I'd probably reframe your question to be slightly broader, such as "why do vocabulary tests correlate so highly with estimates of general intelligence (i.e., g)?".
Anyway, here a few thoughts:
- Verbal ability measures, including vocabulary tests, are often part of IQ tests. Thus, some of the correlation may flow from our conceptualisation of intelligence as requiring verbal aptitude.
- Ability tests tend to intercorrelate; these correlations are generally greater within a domain (e.g., verbal, spatial, etc.), but even across domains, correlations are observed. Thus, whatever drives correlations between any ability test and general intelligence may also partially explain the vocabulary-IQ correlation. However, this isn't the complete story, because certain tests (from memory, e.g., Raven's Progressive Matrices and Vocab) correlate more with g than others.

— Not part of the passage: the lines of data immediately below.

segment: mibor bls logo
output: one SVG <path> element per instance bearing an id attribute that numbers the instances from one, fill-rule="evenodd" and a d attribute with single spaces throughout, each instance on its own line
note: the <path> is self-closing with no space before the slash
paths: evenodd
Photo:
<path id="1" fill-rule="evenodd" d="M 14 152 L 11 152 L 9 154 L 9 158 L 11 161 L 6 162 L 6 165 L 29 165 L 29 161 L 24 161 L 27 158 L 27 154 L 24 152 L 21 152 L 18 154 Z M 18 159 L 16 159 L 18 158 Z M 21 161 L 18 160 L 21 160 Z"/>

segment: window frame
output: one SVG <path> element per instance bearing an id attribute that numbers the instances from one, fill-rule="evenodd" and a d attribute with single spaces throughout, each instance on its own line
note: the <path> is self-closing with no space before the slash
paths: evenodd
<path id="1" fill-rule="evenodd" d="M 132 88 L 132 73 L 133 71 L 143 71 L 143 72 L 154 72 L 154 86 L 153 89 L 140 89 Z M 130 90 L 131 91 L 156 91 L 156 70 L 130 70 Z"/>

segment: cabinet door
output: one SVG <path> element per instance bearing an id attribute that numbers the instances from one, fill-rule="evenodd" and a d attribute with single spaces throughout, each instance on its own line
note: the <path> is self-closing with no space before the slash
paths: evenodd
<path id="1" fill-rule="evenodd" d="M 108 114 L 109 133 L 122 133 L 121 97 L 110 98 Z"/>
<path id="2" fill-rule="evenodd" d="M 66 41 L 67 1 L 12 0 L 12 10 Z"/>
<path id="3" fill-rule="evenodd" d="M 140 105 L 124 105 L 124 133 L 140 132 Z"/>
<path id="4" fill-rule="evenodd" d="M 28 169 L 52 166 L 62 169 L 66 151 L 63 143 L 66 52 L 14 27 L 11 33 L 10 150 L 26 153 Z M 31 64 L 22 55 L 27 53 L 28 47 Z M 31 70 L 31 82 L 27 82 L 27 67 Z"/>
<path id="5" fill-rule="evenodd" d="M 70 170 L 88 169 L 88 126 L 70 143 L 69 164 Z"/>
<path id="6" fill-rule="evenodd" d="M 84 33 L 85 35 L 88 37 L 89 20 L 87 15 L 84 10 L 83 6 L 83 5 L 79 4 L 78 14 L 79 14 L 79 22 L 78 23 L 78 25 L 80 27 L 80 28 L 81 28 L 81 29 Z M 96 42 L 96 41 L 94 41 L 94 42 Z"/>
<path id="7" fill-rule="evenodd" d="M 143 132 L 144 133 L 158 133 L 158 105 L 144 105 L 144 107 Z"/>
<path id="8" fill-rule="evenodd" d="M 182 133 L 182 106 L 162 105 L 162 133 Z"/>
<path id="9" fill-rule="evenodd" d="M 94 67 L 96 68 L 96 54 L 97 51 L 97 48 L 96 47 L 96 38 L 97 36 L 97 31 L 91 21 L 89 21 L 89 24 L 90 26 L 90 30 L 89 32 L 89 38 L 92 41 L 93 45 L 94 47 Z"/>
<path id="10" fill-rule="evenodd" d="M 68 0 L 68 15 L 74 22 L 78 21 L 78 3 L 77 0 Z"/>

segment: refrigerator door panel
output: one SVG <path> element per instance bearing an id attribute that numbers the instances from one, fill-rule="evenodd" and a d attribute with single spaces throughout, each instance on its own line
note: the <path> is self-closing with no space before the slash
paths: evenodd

- People with greater intelligence may be more likely to seek out verbal stimuli, be provided with verbal stimuli, and retain and understand verbal stimuli, all processes which over many years would accumulate into a greater vocabulary. Similarly perhaps, relatively stable environmental factors might simultaneously increase intelligence and vocabulary.
I'd be keen to read any specific studies which involved a vocabulary based intervention and see whether (a) this was successful in increasing vocabulary test scores, and (b) whether the intervention lowered the correlation with vocabulary and intelligence.